Au moment où il allait ouvrir la porte, elle s’ouvrit d’elle-même. Il recula épouvanté en voyant paraître l’énigmatique personnage de la veille, l’homme sorti de dessous terre.

Le visiteur s’arrêta sur le seuil et, après avoir regardé silencieusement Raskolnikoff, fit un pas dans la chambre. Il était vêtu exactement comme la veille, mais son visage n’était plus le même. Il semblait fort affligé et poussait de profonds soupirs.
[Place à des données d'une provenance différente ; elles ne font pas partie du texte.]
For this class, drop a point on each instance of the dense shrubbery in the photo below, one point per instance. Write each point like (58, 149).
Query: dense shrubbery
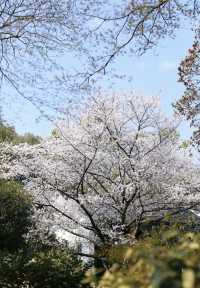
(168, 259)
(15, 215)
(23, 262)
(54, 268)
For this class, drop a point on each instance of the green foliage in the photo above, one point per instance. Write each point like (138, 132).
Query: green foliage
(15, 215)
(168, 259)
(55, 268)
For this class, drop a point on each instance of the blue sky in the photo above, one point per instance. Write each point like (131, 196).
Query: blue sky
(153, 74)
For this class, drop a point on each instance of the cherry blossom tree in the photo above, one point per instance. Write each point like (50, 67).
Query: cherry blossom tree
(115, 164)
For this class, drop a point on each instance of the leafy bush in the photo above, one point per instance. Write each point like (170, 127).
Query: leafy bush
(169, 259)
(15, 215)
(55, 268)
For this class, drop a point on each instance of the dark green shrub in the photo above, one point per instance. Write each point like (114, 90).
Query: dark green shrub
(15, 215)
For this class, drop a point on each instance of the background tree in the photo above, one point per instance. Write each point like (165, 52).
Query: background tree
(189, 72)
(109, 170)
— Que voulez-vous ? demanda Raskolnikoff, pâle comme la mort.

L’homme ne répondit pas et tout à coup s’inclina presque jusqu’à terre. Du moins, il toucha le parquet avec l’anneau qu’il portait à la main droite.

— Qui êtes-vous ? s’écria Raskolnikoff.

— Je vous demande pardon, dit l’homme à voix basse.

— De quoi ?

— De mes mauvaises pensées.

Ils se regardèrent l’un l’autre.

— J’étais fâché. Quand vous êtes venu l’autre jour, ayant peut-être l’esprit troublé par la boisson, vous avez questionné à propos du sang et demandé aux dvorniks de vous conduire au bureau de police. J’ai vu avec regret qu’ils ne tenaient pas compte de vos paroles, vous prenant pour un homme ivre. Cela m’a tellement contrarié que je n’ai pas pu dormir. Mais je me rappelais votre adresse, et hier je suis venu ici…

— C’est vous qui êtes venu ? interrompit Raskolnikoff.